Introduction to Transforming Data

Feature engineering is the process of determining which features might be useful in training a model, and then creating those features by transforming raw data found in log files and other sources. In this section, we focus on when and how to transform numeric and categorical data, and the tradeoffs of different approaches.

Reasons for Data Transformation

We transform features primarily for the following reasons:

  1. Mandatory transformations for data compatibility. Examples include:

    • Converting non-numeric features into numeric. You can’t do matrix multiplication on a string, so we must convert the string to some numeric representation.
    • Resizing inputs to a fixed size. Linear models and feed-forward neural networks have a fixed number of input nodes, so your input data must always have the same size. For example, image models need to reshape the images in their dataset to a fixed size.
  2. Optional quality transformations that may help the model perform better. Examples include:

    • Tokenization or lower-casing of text features.
    • Normalized numeric features (most models perform better afterwards).
    • Allowing linear models to introduce non-linearities into the feature space.

Strictly speaking, quality transformations are not necessary--your model could still run without them. But using these techniques may enable the model to give better results.

Where to Transform?

You can apply transformations either while generating the data on disk, or within the model.

Transforming prior to training

In this approach, we perform the transformation before training. This code lives separate from your machine learning model.

Pros

  • Computation is performed only once.
  • Computation can look at entire dataset to determine the transformation.

Cons

  • Transformations need to be reproduced at prediction time. Beware of skew!
  • Any transformation changes require rerunning data generation, leading to slower iterations.

Skew is more dangerous for cases involving online serving. In offline serving, you might be able to reuse the code that generates your training data. In online serving, the code that creates your dataset and the code used to handle live traffic are almost necessarily different, which makes it easy to introduce skew.

Transforming within the model

In this approach, the transformation is part of the model code. The model takes in untransformed data as input and will transform it within the model.

Pros

  • Easy iterations. If you change the transformations, you can still use the same data files.
  • You're guaranteed the same transformations at training and prediction time.

Cons

  • Expensive transforms can increase model latency.
  • Transformations are per batch.

There are many considerations for transforming per batch. Suppose you want to normalize a feature by its average value--that is, you want to change the feature values to have mean 0 and standard deviation 1. When transforming inside the model, this normalization will have access to only one batch of data, not the full dataset. You can either normalize by the average value within a batch (dangerous if batches are highly variant), or precompute the average and fix it as a constant in the model. We'll explore normalization in the next section.

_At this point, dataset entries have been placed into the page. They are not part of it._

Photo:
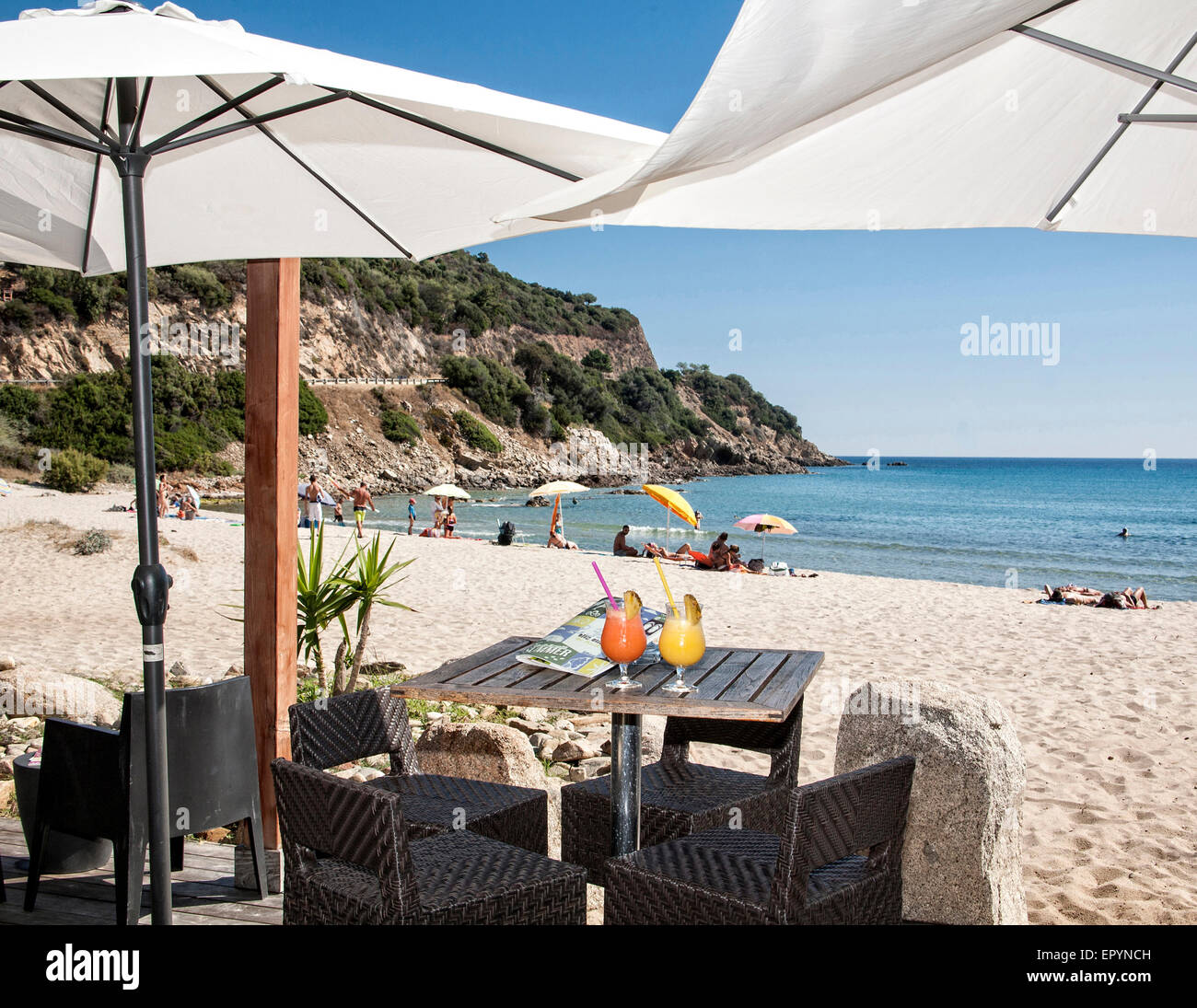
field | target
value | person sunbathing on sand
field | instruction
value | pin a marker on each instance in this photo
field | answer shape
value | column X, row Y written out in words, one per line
column 1075, row 595
column 653, row 550
column 621, row 547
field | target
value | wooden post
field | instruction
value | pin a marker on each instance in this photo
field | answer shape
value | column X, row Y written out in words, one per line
column 272, row 460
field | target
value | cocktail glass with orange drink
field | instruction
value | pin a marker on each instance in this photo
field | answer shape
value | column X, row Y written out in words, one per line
column 682, row 643
column 622, row 638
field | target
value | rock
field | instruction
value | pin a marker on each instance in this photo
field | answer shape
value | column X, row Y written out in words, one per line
column 214, row 836
column 962, row 857
column 582, row 721
column 482, row 752
column 653, row 737
column 23, row 724
column 573, row 749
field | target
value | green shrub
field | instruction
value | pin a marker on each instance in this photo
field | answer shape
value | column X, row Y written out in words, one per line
column 19, row 405
column 312, row 414
column 477, row 434
column 118, row 472
column 75, row 472
column 95, row 541
column 398, row 425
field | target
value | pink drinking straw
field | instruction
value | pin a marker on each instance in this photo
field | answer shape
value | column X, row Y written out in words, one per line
column 603, row 583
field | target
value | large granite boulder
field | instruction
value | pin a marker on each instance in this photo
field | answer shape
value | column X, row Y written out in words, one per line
column 962, row 860
column 485, row 751
column 482, row 751
column 40, row 693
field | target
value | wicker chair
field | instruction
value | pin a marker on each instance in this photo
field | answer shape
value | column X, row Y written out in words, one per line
column 679, row 797
column 813, row 873
column 371, row 722
column 348, row 860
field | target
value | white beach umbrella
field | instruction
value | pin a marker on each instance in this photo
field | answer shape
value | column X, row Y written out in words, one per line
column 132, row 138
column 873, row 114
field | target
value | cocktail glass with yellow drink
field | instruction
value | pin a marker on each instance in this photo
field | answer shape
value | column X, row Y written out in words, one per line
column 623, row 638
column 682, row 643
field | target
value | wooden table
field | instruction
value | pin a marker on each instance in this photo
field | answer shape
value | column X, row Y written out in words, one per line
column 738, row 684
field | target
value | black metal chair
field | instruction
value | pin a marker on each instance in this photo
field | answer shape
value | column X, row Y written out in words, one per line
column 348, row 860
column 679, row 797
column 343, row 729
column 94, row 783
column 810, row 873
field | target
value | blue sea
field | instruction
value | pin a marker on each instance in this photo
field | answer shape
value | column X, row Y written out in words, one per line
column 1004, row 522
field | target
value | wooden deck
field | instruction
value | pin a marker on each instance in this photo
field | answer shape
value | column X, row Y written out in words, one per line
column 203, row 892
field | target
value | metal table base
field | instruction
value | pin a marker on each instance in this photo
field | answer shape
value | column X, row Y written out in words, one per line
column 625, row 783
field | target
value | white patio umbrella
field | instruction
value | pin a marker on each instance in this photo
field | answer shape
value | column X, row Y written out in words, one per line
column 132, row 138
column 873, row 114
column 555, row 489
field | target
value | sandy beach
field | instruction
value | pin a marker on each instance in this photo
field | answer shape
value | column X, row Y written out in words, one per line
column 1104, row 701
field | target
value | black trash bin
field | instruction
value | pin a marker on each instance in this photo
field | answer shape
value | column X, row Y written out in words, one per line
column 64, row 855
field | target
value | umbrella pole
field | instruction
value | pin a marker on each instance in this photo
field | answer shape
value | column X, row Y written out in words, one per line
column 150, row 581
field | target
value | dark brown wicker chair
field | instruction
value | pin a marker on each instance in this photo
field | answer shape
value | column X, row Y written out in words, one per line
column 679, row 797
column 371, row 722
column 347, row 860
column 813, row 873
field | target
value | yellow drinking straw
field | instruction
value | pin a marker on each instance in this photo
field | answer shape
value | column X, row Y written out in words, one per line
column 666, row 583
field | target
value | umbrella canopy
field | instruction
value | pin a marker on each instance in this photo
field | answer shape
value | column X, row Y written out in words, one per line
column 766, row 523
column 671, row 501
column 132, row 138
column 263, row 148
column 558, row 487
column 447, row 490
column 870, row 114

Explore, Clean, and Visualize Your Data

Explore and clean up your data before performing any transformations on it. You may have done some of the following tasks as you collected and constructed your dataset:

  • Examine several rows of data.
  • Check basic statistics.
  • Fix missing numerical entries.

Visualize your data frequently. Graphs can help find anomalies or patterns that aren't clear from numerical statistics. Therefore, before getting too far into analysis, look at your data graphically, either via scatter plots or histograms. View graphs not only at the beginning of the pipeline, but also throughout transformation. Visualizations will help you continually check your assumptions and see the effects of any major changes.